On 1 October 2009 the final provisions of the Companies Act 2006 will come into force, in the culmination of a reform process which will have taken some eleven years from start to finish. For private companies in particular, the changes are intended to address the needs of “21st century” companies by further simplifying the administrative burden for those companies and enabling decision making processes which reflect today’s new technologies.
The changes include:
• The introduction of new forms of model articles of association (a company’s internal regulations) for private and public companies. The standard model articles for private companies are much shorter than the current standard, known as Table A. They are much more in tune with the reality of the decision making processes in private companies (for example, unanimous decisions of the board may be taken by the directors indicating their agreement to each other “by any means”, which in theory could extend to communicating decisions by text message), although already concerns have been expressed that the decision making process will become too informal as a result;
• Reduced importance for the memorandum of association (this document regulates a company’s dealings with the outside world). The memorandum of association of existing companies sets out the objects for which a company is incorporated (for example, to carry on business as a general commercial company or in a specific industry sector) and the powers which the company has to achieve those objects, which restrict the directors’ freedom to act. Although the memorandum of association will still be required for companies incorporated on or after 1 October 2009, it will be little more than a brief statement covering the company’s name, initial share capital and the desire to incorporate the company. In the absence of restrictions set out in the articles, a company’s objects will be unrestricted.
• An ability for companies to entrench provisions in their articles – in order to amend an entrenched provision a higher threshold for approval of the amendment may be specified than would normally apply under company law.
• For companies incorporated on or after 1 October 2009 the concept of authorised share capital, which limits the number of shares which may be issued, will be abolished.

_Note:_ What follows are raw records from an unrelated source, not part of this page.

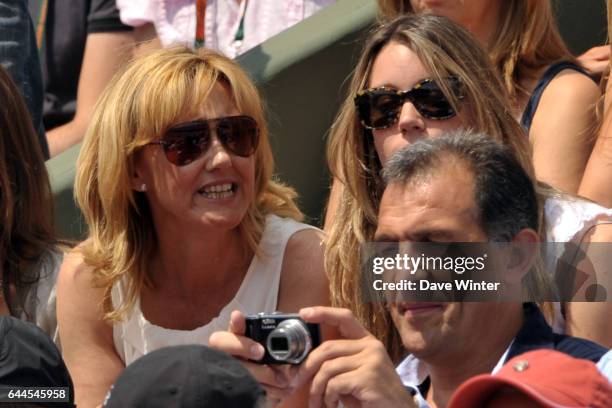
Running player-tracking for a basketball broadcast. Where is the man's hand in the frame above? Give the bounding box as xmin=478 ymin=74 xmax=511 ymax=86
xmin=294 ymin=307 xmax=416 ymax=408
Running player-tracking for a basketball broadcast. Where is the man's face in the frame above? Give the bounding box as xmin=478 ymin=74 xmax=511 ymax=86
xmin=376 ymin=163 xmax=507 ymax=360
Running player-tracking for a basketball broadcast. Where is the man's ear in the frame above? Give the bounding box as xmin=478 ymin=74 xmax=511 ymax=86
xmin=505 ymin=228 xmax=540 ymax=284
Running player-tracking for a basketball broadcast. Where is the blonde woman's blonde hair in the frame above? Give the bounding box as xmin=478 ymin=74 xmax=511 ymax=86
xmin=74 ymin=47 xmax=302 ymax=320
xmin=378 ymin=0 xmax=574 ymax=101
xmin=325 ymin=15 xmax=543 ymax=359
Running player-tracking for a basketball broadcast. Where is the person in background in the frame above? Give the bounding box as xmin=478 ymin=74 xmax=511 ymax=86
xmin=57 ymin=47 xmax=329 ymax=407
xmin=0 ymin=67 xmax=62 ymax=339
xmin=372 ymin=0 xmax=600 ymax=194
xmin=325 ymin=15 xmax=612 ymax=359
xmin=0 ymin=316 xmax=75 ymax=408
xmin=0 ymin=0 xmax=49 ymax=159
xmin=296 ymin=130 xmax=608 ymax=408
xmin=578 ymin=0 xmax=612 ymax=208
xmin=117 ymin=0 xmax=336 ymax=58
xmin=28 ymin=0 xmax=133 ymax=157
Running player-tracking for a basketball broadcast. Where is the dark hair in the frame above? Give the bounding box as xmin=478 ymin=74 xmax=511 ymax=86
xmin=383 ymin=130 xmax=538 ymax=241
xmin=0 ymin=67 xmax=59 ymax=318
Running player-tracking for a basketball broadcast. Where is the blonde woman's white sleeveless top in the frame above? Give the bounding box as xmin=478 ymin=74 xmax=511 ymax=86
xmin=112 ymin=215 xmax=316 ymax=366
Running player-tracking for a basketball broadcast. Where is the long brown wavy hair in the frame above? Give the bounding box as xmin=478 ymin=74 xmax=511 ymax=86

• Where a private company has only one class of share, its directors will, unless prevented by its articles, be permitted to issue shares without shareholder approval.
• Allowing directors to provide a service address which will appear on the public records maintained by Companies House. Directors will still need to provide home addresses to the Registrar of Companies and home addresses which are already on the register as at 1 October 2009 will not automatically be removed.
• Allowing a company to simplify the change of name process – the articles may permit company names to be changed by methods other than a shareholder resolution (for example, by a board resolution).
What are the implications for existing companies? They will not need to take any actions as a result of the changes, but will remain subject to their existing articles of association until they decide to amend them. In addition, any limitations contained in a company’s memorandum of association will automatically be deemed to form part of the company’s articles with effect from 1 October 2009, unless a shareholder resolution is passed to remove those limitations.
Finally, companies in existence prior to 1 October 2009 will remain subject to their current authorised share capital, again unless steps are taken to remove this. Although existing companies are not required to take any actions as a result of the 1 October implementation, without taking steps to amend their constitutional documents they will not be able to take full advantage of the new regime.